This is an impossibly cool TV, and the image quality is awesome
HLG (Hybrid Log-Gamma) support. We even get Advanced HDR from Technicolor, although we’re not quite sure what to do with it.
Test footage from Planet Earth 2, employing HLG HDR, had us basically salivating with its depth and clarity. If this is the future of 4K broadcasting, bring it on.
Picture performance
Dolby Vision looks great, though not markedly different to HDR10. Intriguingly, LG says its 2016 4K OLEDs actually used “a hack of a Standard Dynamic Range chipset” and that its 2017 models are the first to use a genuine HDR solution.
Given that most of the stuff you’ll be watching will still be regular SDR, there’s also an HDR Effect mode which provides a 25 per cent peak luminance boost in darker images, and 30-40 per cent more in brighter scenes. It works rather well.
More contentiously, LG has also developed Active HDR, which it suggests optimises static (HDR10) and zero (HLG) HDR services. We’re not quite so sold on that one.
Image presets run the gamut of Cinema, Sports, Games, ISF Expert bright room, ISF Expert Dark room, Vivid and Standard, with the latter being the most reliable go-to option. These are also HDR variations: Standard, Cinema Home, Cinema, Games and Vivid.
The Cinema Home mode aims to maintain HDR integrity but tempts with a higher average picture level than the standard Cinema setting. It consistently looks better with Mad
Max Fury Road (UHD Blu-ray). Colour richness is enhanced, and highlights are more consistent between shots.
Running a 4K test disc, the W7 offers an uncompromised high frequency performance, with supreme levels of detail. LG’s boffins have developed a Bit Depth Enhancement algorithm to refine low grey levels, and created a de-contour algorithm to reduce noise. We could still see some fizz in the image, distinct from film grain, but it was never irksome.
Off axis viewing is consistently impressive. There’s no loss of contrast or colour, even at extreme angles. Usability niceties include an Eye Comfort Mode, which changes the colour temperature from a blue to warm white, in order to reduce eye strain, and a Pixel Refresher with
Screen Shift that aims to combat screen retention.

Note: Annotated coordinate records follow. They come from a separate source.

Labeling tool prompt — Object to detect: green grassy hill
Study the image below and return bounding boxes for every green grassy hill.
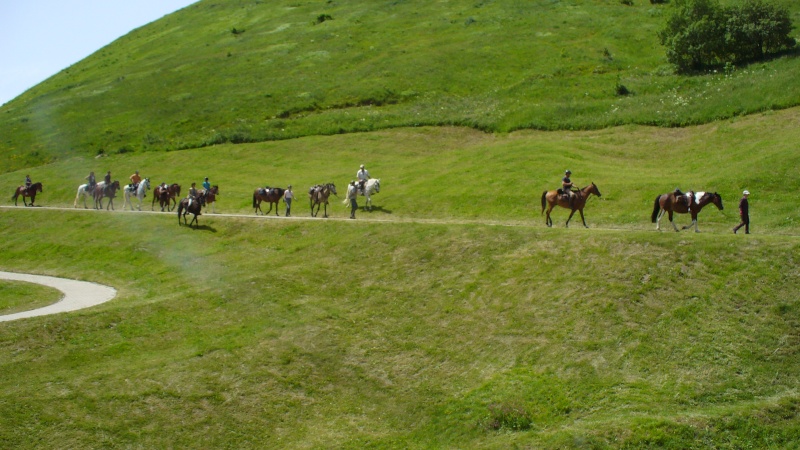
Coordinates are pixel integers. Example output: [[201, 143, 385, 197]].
[[0, 1, 800, 449], [0, 0, 800, 170]]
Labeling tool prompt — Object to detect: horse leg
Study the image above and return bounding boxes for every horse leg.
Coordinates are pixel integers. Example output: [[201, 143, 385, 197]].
[[564, 209, 575, 228], [669, 211, 680, 233]]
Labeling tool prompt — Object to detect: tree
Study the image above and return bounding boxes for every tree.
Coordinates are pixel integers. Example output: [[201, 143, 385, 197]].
[[725, 0, 795, 62], [659, 0, 725, 72], [659, 0, 796, 72]]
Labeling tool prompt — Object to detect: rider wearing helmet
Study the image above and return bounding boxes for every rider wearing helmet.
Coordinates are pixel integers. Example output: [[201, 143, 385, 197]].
[[356, 164, 372, 193], [561, 169, 575, 207]]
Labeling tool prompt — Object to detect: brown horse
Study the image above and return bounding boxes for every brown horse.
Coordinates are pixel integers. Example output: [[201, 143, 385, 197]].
[[178, 194, 206, 226], [253, 187, 286, 216], [92, 181, 119, 210], [651, 192, 723, 233], [542, 183, 602, 228], [308, 183, 338, 217], [11, 183, 42, 206], [150, 183, 181, 212], [200, 185, 219, 213]]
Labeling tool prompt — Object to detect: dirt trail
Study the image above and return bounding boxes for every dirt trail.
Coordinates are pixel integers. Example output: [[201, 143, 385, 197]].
[[0, 272, 117, 322]]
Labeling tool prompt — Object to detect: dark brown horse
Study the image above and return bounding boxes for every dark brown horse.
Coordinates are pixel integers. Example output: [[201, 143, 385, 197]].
[[253, 187, 286, 216], [92, 181, 119, 210], [150, 183, 181, 212], [308, 183, 338, 217], [178, 190, 206, 226], [651, 192, 723, 233], [542, 183, 602, 228], [200, 185, 219, 213], [11, 183, 42, 206]]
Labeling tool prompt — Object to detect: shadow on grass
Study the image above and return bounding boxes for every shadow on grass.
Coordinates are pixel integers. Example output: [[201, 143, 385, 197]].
[[366, 206, 392, 214]]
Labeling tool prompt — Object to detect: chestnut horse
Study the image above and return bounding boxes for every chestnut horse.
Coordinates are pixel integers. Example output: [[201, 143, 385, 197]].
[[92, 181, 119, 210], [178, 194, 206, 226], [542, 183, 602, 228], [150, 183, 181, 212], [253, 187, 286, 216], [651, 192, 723, 233], [308, 183, 338, 217], [11, 183, 42, 206]]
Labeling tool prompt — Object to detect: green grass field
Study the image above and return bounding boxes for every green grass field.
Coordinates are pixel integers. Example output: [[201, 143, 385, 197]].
[[0, 281, 61, 315], [0, 109, 800, 448], [0, 0, 800, 449]]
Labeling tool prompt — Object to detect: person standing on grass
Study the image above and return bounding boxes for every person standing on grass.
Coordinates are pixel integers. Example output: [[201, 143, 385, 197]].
[[347, 180, 358, 219], [283, 184, 294, 217], [733, 191, 750, 234]]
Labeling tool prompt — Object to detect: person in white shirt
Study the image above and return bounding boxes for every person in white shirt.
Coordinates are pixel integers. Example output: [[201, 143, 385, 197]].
[[356, 164, 372, 192], [283, 184, 294, 217]]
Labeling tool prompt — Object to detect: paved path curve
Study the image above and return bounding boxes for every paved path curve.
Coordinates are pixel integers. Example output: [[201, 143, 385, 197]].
[[0, 272, 117, 322]]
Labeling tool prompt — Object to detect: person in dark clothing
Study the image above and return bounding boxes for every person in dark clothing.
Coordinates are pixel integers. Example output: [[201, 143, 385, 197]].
[[733, 191, 750, 234]]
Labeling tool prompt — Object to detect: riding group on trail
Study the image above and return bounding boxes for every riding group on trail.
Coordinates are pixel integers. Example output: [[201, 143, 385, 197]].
[[542, 170, 728, 233], [12, 164, 749, 233]]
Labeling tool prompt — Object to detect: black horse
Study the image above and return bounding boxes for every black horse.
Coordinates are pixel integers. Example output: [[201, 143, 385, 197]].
[[178, 193, 206, 226]]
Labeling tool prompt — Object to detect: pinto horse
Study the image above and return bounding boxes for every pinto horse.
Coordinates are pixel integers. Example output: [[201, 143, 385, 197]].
[[200, 185, 219, 213], [150, 183, 181, 212], [253, 187, 286, 216], [92, 181, 119, 210], [651, 192, 723, 233], [11, 183, 42, 206], [308, 183, 338, 217], [178, 194, 206, 226], [122, 178, 150, 211], [542, 183, 602, 228]]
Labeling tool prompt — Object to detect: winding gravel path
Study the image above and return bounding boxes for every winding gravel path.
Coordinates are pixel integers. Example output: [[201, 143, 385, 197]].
[[0, 271, 117, 322]]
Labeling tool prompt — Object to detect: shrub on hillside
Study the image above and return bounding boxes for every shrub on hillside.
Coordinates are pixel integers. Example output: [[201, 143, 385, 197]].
[[659, 0, 796, 73]]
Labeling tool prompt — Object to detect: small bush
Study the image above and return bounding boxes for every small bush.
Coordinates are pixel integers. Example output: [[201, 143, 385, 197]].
[[315, 14, 333, 24], [486, 403, 533, 431]]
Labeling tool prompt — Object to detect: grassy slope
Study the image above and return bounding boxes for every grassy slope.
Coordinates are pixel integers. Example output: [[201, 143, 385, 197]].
[[0, 280, 62, 314], [0, 109, 800, 448], [0, 0, 800, 170]]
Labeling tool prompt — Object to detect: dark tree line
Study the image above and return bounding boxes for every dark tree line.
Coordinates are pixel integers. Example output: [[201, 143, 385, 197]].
[[659, 0, 796, 73]]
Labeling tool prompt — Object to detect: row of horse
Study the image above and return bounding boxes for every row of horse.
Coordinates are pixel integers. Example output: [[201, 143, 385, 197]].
[[72, 178, 219, 212], [253, 178, 381, 217], [542, 183, 723, 232], [12, 178, 723, 231]]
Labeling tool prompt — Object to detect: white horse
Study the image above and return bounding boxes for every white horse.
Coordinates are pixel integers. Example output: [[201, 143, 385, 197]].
[[72, 181, 106, 209], [122, 178, 150, 211], [342, 178, 381, 211]]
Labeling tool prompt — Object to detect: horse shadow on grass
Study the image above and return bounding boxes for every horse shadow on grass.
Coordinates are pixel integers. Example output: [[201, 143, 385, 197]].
[[361, 206, 392, 214]]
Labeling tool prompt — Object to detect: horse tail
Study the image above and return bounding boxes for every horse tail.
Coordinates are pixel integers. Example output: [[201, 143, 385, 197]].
[[650, 195, 661, 223]]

LG’s TruMotion image interpolation modes have always been something of a curate’s egg. Given that the W7’s 100Hz panel is natively fast, you might well wonder why you need them at all. Certainly, when switched off the panel still provides excellent motion clarity from a filmic point of view.

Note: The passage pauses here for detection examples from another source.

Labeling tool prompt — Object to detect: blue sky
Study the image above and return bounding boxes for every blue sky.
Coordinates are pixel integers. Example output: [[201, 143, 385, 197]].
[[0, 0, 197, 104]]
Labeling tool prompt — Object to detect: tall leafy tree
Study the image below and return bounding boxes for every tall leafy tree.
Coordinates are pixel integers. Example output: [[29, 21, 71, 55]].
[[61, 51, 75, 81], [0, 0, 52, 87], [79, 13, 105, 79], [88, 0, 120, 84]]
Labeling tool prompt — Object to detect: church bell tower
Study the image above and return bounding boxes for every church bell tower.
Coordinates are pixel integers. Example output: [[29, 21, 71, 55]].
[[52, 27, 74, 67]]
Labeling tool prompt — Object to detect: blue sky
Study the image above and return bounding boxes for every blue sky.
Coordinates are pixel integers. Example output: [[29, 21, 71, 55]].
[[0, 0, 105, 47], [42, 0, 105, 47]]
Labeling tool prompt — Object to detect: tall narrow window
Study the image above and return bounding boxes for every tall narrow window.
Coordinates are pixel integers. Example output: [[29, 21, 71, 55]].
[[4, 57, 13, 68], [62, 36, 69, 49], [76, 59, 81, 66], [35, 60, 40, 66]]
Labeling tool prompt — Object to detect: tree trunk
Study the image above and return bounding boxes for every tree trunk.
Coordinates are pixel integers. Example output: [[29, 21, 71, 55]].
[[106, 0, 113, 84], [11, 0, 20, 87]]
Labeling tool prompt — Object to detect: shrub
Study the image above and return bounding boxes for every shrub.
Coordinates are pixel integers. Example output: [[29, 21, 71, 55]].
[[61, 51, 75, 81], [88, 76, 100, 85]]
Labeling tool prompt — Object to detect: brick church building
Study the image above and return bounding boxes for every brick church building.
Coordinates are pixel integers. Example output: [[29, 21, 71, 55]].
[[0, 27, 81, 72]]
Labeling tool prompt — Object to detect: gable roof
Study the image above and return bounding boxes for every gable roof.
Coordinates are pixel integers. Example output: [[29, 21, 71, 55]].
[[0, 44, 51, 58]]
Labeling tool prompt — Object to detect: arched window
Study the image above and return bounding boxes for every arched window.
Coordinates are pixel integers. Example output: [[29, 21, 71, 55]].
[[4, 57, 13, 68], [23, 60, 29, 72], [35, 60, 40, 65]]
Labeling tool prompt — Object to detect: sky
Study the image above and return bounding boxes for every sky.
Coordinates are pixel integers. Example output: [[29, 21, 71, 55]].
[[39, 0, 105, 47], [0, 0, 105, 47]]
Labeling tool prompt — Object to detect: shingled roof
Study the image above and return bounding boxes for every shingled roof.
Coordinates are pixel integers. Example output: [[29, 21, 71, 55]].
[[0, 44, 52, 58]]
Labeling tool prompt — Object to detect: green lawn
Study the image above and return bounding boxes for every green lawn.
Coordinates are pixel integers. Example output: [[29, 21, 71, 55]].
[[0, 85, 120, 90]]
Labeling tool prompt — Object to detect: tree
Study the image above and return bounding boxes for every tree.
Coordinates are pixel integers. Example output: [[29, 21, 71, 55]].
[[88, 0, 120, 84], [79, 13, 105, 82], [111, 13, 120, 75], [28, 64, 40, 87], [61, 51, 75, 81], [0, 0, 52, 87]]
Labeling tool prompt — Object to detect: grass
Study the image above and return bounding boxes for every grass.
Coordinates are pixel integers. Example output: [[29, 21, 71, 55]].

We found both the Clear and Smooth settings introduce overt motion artefacts. When Tom Hardy makes his leap of faith during that first chase sequence in Fury Road, his body is swaddled in a noisy smudge. The TruMotion User setting offers relief. Set De-judder at 0 and De-blur at 7 to remove artefacts but retain motion detail.
When Dolby Atmos isn’t
While the W7’s image quality is astounding, we can’t help but feel the W7’s Dolby Atmos-branded soundbar/tuner is something of a misnomer. Those distinctive cylindrical speakers which rise from the top of the unit are not up-firing height speakers. They’re simply there to elevate the main soundstage a smidge to better integrate the noise it makes.
Pointedly, the W7 soundbar doesn’t even recognize an Atmos bitstream when it comes from a Blu-ray player. That’s because it’s designed to decode Dolby Atmos from a Dolby Digital Plus container. In the US, this means it works with the Vudu streaming service. In the UK, BT delivers Atmos sound to accompany its 4K footie coverage the same way.

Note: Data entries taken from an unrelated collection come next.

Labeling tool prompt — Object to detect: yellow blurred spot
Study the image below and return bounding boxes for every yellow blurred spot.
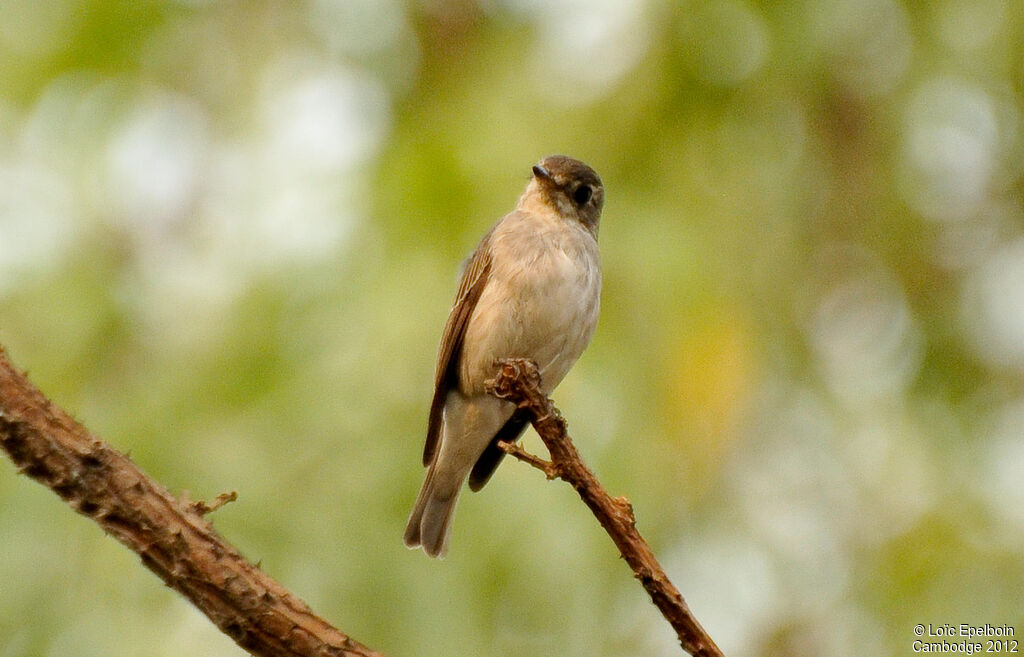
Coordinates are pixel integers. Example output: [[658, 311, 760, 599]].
[[666, 311, 756, 471]]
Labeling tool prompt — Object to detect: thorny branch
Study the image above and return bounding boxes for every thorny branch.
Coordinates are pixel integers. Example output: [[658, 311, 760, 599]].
[[0, 347, 383, 657], [487, 358, 723, 657]]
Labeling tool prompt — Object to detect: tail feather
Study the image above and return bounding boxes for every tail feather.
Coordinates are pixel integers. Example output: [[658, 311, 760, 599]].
[[404, 468, 462, 558]]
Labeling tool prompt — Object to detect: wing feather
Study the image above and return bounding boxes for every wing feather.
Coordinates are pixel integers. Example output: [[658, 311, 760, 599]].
[[423, 229, 494, 466]]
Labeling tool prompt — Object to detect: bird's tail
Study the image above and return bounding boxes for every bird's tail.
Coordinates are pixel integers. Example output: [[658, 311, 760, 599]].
[[406, 463, 462, 558]]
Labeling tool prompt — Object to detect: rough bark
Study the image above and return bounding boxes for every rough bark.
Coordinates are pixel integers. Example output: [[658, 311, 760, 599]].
[[0, 347, 382, 657], [488, 358, 723, 657]]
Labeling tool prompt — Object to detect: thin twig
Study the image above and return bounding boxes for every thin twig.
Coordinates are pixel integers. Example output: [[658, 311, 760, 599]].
[[498, 440, 558, 479], [0, 347, 382, 657], [487, 358, 723, 657]]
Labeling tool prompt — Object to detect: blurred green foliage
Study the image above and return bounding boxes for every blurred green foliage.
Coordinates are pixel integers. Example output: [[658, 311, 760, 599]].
[[0, 0, 1024, 657]]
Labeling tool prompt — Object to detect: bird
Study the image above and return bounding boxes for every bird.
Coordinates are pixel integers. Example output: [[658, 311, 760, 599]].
[[404, 155, 604, 558]]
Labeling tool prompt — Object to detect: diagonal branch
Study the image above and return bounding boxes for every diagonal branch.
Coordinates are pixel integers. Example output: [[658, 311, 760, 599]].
[[487, 358, 723, 657], [0, 347, 383, 657]]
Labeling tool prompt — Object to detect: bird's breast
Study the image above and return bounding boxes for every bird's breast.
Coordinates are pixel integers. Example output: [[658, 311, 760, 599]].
[[461, 216, 601, 392]]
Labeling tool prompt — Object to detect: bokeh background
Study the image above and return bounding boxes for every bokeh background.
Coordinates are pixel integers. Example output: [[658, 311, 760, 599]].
[[0, 0, 1024, 657]]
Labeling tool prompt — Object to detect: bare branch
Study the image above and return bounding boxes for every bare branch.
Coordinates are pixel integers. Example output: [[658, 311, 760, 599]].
[[0, 347, 383, 657], [487, 358, 723, 657]]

But with a Blu-ray source, be it Dolby Atmos or DTS, you just get wide stereo. LG says it’s optimistic a firmware fix can resolve this problem. When it does recognize Dolby Atmos, the soundstage opens up. However there’s no sense of 3D audio immersion.
And no firmware fix will resolve the soundbar’s lack of bass. It goes loud but lacks slam, and with no subout option, you can’t rope in an optional subwoofer. The end result isn’t remotely the same as Dolby Atmos on a full-fat home theatre system, or even LG’s own SJ9 Dolby Atmos soundbar, which boasts proper built-in upfirers and a wireless subwoofer.
That said, the W7 soundbar does represent a significant improvement over everyday TV sound systems. It’s just not what you might expect.
Slim pick
The W7 might rightly be considered the eighth wonder of the (TV) world. This deconstructed flatscreen clearly sets OLED apart from rivals. Of course the slim design is as much a challenge as a triumph. The panel can’t sensibly be divorced from its soundbar, and while this outperforms vanilla TV sound systems, it remains a limiting factor.
Not that this matters a jot. The W7 will doubtless find an eager audience with oligarchs, sports stars and the design-conscious.
The good news for the rest of us, given that all of this year’s LG OLEDs share the same panel technology, is that lower down the ranks there’s probably an LG OLED TV coming that we’ll all want to own. It just might not be paper-thin.